SPRU513Z August 2001 – October 2023 SM320F28335-EP
A subsection is created by creating a section with a colon in its name. Subsections are logical subdivisions of larger sections. Subsections are themselves sections and can be manipulated by the assembler and linker.
The assembler has no concept of subsections; to the assembler, the colon in the name is not special. The subsection .text:rts would be considered completely unrelated to its parent section .text, and the assembler will not combine subsections with their parent sections.
Subsections are used to keep parts of a section as distinct sections so that they can be separately manipulated. For instance, by placing each function and object in a uniquely-named subsection, the linker gets a finer-grained view of the section for memory placement and unused-function elimination.
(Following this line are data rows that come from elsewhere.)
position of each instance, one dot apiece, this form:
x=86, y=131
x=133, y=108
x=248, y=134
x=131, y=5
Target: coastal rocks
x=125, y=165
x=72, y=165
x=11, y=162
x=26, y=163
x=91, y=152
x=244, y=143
By default, when the linker sees a SECTION directive in the linker command file like ".text", it will gather .text and all subsections of .text into one large output section named ".text". You can instead use the SECTION directive to control the subsection independently. See Section 8.5.5.1 for an example.
You can create subsections in the same way you create other user-named sections: by using the .sect or .usect directive.
The syntaxes for a subsection name are:
symbol | .usect "section_name:subsection_name",size in words[,blocking flag[,alignment flag] ] |
.sect "section_name:subsection_name" |
A subsection is identified by the base section name followed by a colon and the name of the subsection. The subsection name may not contain any spaces.
A subsection can be allocated separately or grouped with other sections using the same base name. For example, you create a subsection called _func within the .text section:
.sect ".text:_func"
Using the linker's SECTIONS directive, you can allocate .text:_func separately, or with all the .text sections.
You can create two types of subsections:
Subsections are placed in the same manner as sections. See Section 8.5.5 for information on the SECTIONS directive.